RI Anti-Sodomy Law Upheld
Saturday, June 24, 1995
PROVIDENCE, R.I. (AP) -- Critics of a century-old law banning sodomy say the newly
upheld statute is dangerous because prosecutors use it to harass homosexuals and punish
accused sex offenders who are found innocent.
The state Supreme Court on Thursday issued a ruling upholding the so-called
"abominable and detestable acts against nature'' law, which had been found to be a
violation of the constitutional right to privacy by a Superior Court judge.
"The fact that this is a law that criminalizes behavior that thousands of Rhode
Islanders participate in yet only a few get charged each year means that it is used
discriminatorily,'' said Steven Brown, executive director of the Rhode Island American
Civil Liberties Union.
Sodomy is defined as oral, anal or "unnatural'' sex between two persons.

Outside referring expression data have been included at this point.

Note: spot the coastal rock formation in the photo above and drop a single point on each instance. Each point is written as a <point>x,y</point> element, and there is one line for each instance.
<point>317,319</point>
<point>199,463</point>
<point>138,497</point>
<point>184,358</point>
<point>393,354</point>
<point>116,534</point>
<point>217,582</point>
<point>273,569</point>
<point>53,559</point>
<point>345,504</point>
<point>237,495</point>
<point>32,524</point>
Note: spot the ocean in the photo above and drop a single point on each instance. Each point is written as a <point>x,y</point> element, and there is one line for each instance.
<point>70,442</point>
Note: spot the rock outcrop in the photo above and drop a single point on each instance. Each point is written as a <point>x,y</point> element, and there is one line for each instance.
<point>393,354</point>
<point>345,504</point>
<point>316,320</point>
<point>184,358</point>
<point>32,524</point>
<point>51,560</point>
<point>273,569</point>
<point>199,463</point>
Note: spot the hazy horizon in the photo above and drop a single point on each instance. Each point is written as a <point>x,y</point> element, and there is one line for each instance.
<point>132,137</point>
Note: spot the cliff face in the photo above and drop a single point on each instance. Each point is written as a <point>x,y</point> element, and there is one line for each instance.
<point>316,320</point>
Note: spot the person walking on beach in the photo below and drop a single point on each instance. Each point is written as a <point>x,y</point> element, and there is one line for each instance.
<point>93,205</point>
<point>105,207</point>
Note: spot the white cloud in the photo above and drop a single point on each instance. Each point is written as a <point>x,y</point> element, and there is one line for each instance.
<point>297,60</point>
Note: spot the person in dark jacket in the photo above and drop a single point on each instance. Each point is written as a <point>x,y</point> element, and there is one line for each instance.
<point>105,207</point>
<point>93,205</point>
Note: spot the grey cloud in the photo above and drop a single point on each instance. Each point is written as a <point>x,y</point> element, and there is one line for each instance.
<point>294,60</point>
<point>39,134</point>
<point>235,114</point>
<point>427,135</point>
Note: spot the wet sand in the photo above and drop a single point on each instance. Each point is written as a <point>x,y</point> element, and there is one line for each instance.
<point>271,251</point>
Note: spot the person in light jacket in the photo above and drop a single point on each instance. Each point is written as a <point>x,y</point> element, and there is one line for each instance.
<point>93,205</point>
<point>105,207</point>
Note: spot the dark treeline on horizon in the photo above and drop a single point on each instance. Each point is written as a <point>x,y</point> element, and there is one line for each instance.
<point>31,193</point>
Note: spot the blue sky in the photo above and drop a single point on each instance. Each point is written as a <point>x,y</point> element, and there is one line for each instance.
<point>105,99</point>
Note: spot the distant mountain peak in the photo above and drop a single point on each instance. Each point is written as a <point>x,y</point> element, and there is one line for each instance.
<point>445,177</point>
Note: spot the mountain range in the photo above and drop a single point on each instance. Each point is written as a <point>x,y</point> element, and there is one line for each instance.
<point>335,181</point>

At the center of the ruling is a 1993 case in which an East Providence man was charged
with four counts of sexual assault, including oral and anal sex.
The man, Jorge Lopes, 37, testified that the sex with a woman was consentual and was
acquitted on all four counts. However, he was found guilty of two counts of abominable and
detestable crimes against nature.
With the Supreme Court decision, Lopes faces a prison sentence of 14 to 40 years, and
prosecutors say they intend to ask for jail time.
Brown and Lopes' attorney, Paula Rosin, said the law is often used to prosecute
homosexuals and accused sexual offenders, like Lopes, who are found innocent of crimes.
"If (prosecutors) feel like their case is falling apart at trial, they can (charge
the person with) this,'' said Rosin, a public defender.
Rhode Island has one of the toughest anti-sodomy laws, with each act punishable by a
prison term of seven to 20 years. The only tougher state is Idaho, where sodomy is
punishable by life in prison.
In 1994, 21 states barred sodomy, down from 49 states in 1969, according to the
National American Civil Liberties Union. Rhode Island is the only New England state in
which sodomy is a crime.
In ruling the law unconstitutional last year, Superior Court Judge Alton Wiley
acknowledged that the 1980 case, Rhode Island v. Lopes, determined unmarried people do not
have the right to privacy. However, Wiley said, federal law had shown that married people
have some right to privacy, and therefore so should single people under federal and state
equal protection laws.
In overturning Wiley, Supreme Court Justice Donald Shea wrote that it has not
been determined in Rhode Island whether married people have the right to privacy.
The U.S. Supreme Court over the years has issued several rulings on the subject of
marital privacy.
In Griswold v. Connecticut in 1965, the high court invalidated a state law
barring married people from using contraceptives. In Bowers v. Hardwick in 1986, it ruled
that the right to privacy extends only to the general sexual life of a married couple.
Critics say they are angry the sodomy law is used selectively.
"I think the state doesn't really want to interfere with married people,'' said
Rosin. ``They could, but because they feel the institution is so important, it's better to
take a hands-off position. But that is not true with other groups.''
But Lopes prosecutor Jay Sullivan, from the Attorney General's office, said the law is
used fairly.
"You make the decision when you are charging the case based on evidence. If a
charge is there and you have a complaining victim...well, we handle each case on a
case-by-case basis,'' Sullivan said.
Lopes may well go to prison for a crime even prosecutors admit is committed by
thousands of other Rhode Islanders, Rosin said.
"I feel awful for Mr. Lopes, but it's also the kind of issue that effects
everyone. As an individual, I'm astonished."